— Tymczasem nie…
— No, to daj spokój leczeniu.
— Mogę podsunąć ci nowe pragnienia…
— Już je mam. Chciałbym zapaść się pod ziemię, choć tak głęboko jak… studnia w zasławskim zamku… I jeszcze chciałbym, ażeby mnie zasypały gruzy, mnie i mój majątek, i nawet ślad tego, że kiedykolwiek istniałem. Oto moje pragnienia, owoc wszystkich poprzednich.
— Romantyzm!… — zawołał Szuman klepiąc go po ramieniu. — Ale i to przejdzie.
Wokulski już nic nie odpowiedział. Gniewał się za swoje ostatnie wyrazy i dziwił się: skąd nagle przyszła mu taka otwartość?… Głupia otwartość!… Co komu do jego pragnień?… Po co on to mówił?… Po co jak bezwstydny żebrak odsłonił swoje rany?

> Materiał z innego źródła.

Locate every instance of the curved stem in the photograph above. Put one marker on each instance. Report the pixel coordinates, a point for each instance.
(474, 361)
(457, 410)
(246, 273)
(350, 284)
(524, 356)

Po wyjściu doktora spostrzegł, że coś się w nim zmieniło; oto na tle dotychczas bezwzględnej apatii pojawiło się jakieś uczucie. Był to bezimienny ból, z początku bardzo mały, który szybko powiększył się i stanął w mierze. W pierwszej chwili można go było porównać do delikatnego ukłucia szpilką, a później do jakiejś zawady w sercu, nie większej od laskowego orzecha. Już żałował apatii, kiedy przyszło mu na myśl zdanie Feuchterslebena:
„Radowałem się w mojej boleści; bo zdawało mi się, żem spostrzegł w sobie tę płodną walkę, która tworzyła i tworzy wszystko na tym świecie, gdzie bez przerwy walczą nieskończone siły.”

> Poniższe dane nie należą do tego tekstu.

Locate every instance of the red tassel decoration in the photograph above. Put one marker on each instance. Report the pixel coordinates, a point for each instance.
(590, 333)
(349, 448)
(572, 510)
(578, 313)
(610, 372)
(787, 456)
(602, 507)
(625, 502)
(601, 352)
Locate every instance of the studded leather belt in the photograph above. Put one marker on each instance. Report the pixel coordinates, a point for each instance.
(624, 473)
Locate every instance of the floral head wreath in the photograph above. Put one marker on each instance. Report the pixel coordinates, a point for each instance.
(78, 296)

„Jednakże co to jest?” — spytał siebie czując, że w jego duszy miejsce apatii zajmuje głucha boleść. I wnet odparł:
„Aha, jest to budzenie się świadomości…”
Powoli w jego umyśle, dotychczas jakby zasnutym mgłą, począł zarysowywać się obraz. Wokulski ciekawie wpatrywał się w niego i dostrzegł — sylwetkę kobiety w objęciach mężczyzny… Obraz ten miał z początku słaby blask fosforycznego światła, potem stał się różowym… żółtawym., zielonawym… błękitnym… wreszcie zupełnie czarnym jak aksamit. Potem zniknął na kilka chwil i znowu zaczął ukazywać się kolejno we wszystkich barwach, począwszy od fosforycznej, kończąc na czarnej.
Jednocześnie ból wzmagał się.
„Cierpię, więc jestem!…” — pomyślał śmiejąc się Wokulski.

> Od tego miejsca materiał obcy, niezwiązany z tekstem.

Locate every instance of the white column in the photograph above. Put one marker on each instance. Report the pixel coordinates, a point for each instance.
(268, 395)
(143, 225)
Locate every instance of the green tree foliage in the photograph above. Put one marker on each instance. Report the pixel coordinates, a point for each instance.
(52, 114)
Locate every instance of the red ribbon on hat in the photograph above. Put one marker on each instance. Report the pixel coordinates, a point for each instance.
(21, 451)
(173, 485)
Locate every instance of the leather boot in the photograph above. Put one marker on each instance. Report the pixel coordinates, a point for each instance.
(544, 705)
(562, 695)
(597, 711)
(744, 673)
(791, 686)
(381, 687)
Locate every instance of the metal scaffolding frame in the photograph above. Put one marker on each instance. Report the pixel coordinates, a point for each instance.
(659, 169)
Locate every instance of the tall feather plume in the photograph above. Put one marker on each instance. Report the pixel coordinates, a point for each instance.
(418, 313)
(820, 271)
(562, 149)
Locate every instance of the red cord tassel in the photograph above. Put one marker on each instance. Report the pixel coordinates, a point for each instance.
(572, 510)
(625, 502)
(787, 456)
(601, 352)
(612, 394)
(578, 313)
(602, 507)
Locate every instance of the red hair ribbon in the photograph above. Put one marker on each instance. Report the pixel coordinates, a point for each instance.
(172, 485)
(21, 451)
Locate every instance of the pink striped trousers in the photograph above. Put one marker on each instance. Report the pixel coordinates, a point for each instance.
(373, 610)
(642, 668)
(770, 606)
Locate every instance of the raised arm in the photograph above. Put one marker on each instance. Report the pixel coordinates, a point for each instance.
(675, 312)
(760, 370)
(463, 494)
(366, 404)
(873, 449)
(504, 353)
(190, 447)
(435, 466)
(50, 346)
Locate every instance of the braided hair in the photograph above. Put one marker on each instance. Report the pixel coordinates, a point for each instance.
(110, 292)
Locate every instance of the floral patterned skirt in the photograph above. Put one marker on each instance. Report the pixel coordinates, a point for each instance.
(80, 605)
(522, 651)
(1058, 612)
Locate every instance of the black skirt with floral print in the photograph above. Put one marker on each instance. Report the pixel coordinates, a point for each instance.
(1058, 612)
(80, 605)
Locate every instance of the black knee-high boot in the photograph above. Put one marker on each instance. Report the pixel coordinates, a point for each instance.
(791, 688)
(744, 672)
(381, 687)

Tak upłynęło kilka dni na wpatrywaniu się już to w ów obraz zmieniający barwę, już to w ból, który zmieniał natężenie. Czasami zupełnie ginął, pojawiał się drobny jak atom, rósł, wypełniał serce, całą istotę, cały świat… I w chwili kiedy już przekroczył wszelką miarę, znowu niknął ustępując miejsca absolutnemu spokojowi i zdziwieniu.
Z wolna zaczęło się rodzić w duszy coś nowego: pragnienie pozbycia się i tych bólów, i tych obrazów. Było to podobne do iskry zapalającej się na tle nocy. Jakaś słaba otucha błysnęła Wokulskiemu.
„Czy tylko aby potrafię jeszcze myśleć?” — rzekł do siebie.
Ażeby sprawdzić to, zaczął przypominać sobie tabliczkę mnożenia, potem mnożyć liczby dwucyfrowe przez jednocyfrowe i dwucyfrowe przez dwucyfrowe. Nie dowierzając sobie zapisywał rezultaty działań, a potem sprawdzał je… Mnożenia na papierze zgadzały się z pamięciowymi i Wokulski odetchnął.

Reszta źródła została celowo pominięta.